I would like to avoid the double conversion, 24sle (as used in audio cards) -> 32 float (obs) -> 24sle (back to 24)
Like I said:
If you're concerned with the processing effort of different formats of audio, and the conversion between them, then you probably don't have the juice to do video at all, in which case OBS would not be the tool for you. Get something that does audio only, like a DAW.
It takes a ***LOT*** of audio to add up to just one decent stream of video.
In other words, don't worry about it. You're optimizing something that doesn't need to be optimized.
16-bit integer is already indistinguishable from analog, if done right, and most consumer sound cards are 16-bit, not 24. And most people who use them don't do it right. Despite all of that, it *still* comes out okay!
The on-board analog audio on a Raspberry Pi is only 11 bits, if I remember correctly, and I have a 24/7 streaming radio station running through it, that sounds just fine for what it does. You don't *need* all that many bits to be good.
24-bit integer is better than analog could ever hope for, so the bottom few bits of that will always be analog noise. Any more bits than that is not to sound better, because it can't. It's to reduce the cumulative roundoff error through all of the processing, so that the system is effectively perfect from the 24-bit input converters if it even has that, to the 24-bit output converters if it even has that.

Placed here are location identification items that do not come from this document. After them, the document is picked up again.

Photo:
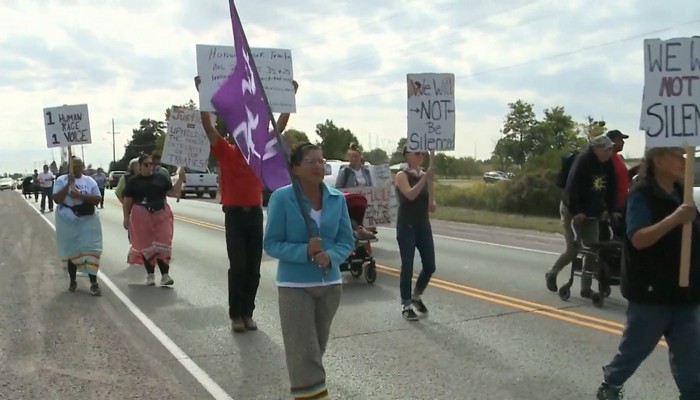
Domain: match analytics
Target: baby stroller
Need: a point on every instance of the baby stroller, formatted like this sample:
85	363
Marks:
360	260
607	256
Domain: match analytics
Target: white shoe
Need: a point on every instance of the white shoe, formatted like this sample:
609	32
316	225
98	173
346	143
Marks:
166	280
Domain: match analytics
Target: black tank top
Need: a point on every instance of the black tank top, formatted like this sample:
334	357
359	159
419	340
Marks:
416	210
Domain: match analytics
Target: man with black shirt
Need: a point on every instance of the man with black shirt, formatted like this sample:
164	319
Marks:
589	196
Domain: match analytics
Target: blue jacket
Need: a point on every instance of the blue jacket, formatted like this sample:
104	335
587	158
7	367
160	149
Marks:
286	238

Again, most consumer systems are 16-bit on both ends, which is itself indistinguishable from analog if done right, and most consumers don't do it right and they still sound good.
32-bit is 24-bit, just the floating point sample rate is different.
Almost, sorta-kinda. The extra 8 bits do mean something, and you lose that when they go away. They're like a volume control, added onto each 24-bit sample, so that the top bit is always 1 (and therefore not actually stored) and you get the full 23-bit resolution following that leading 1, for every sample independently.
That gives you constant quality regardless of level, and makes it almost "clip proof" and "noise proof" if you really get to abusing the gain structure.
(there are other reasons though, to keep a good gain structure, one of which is to keep all of the controls in useful positions to adjust from)
Just make sure the levels are below 0 dBfs when going from 32 Float > 24 Fixed.
Yes! When you lose the built-in per-sample volume control, your dynamic range shrinks to what those 24 bits can actually have by themselves. Still better than analog could ever hope to be, but a restriction nonetheless compared to the world of floating point.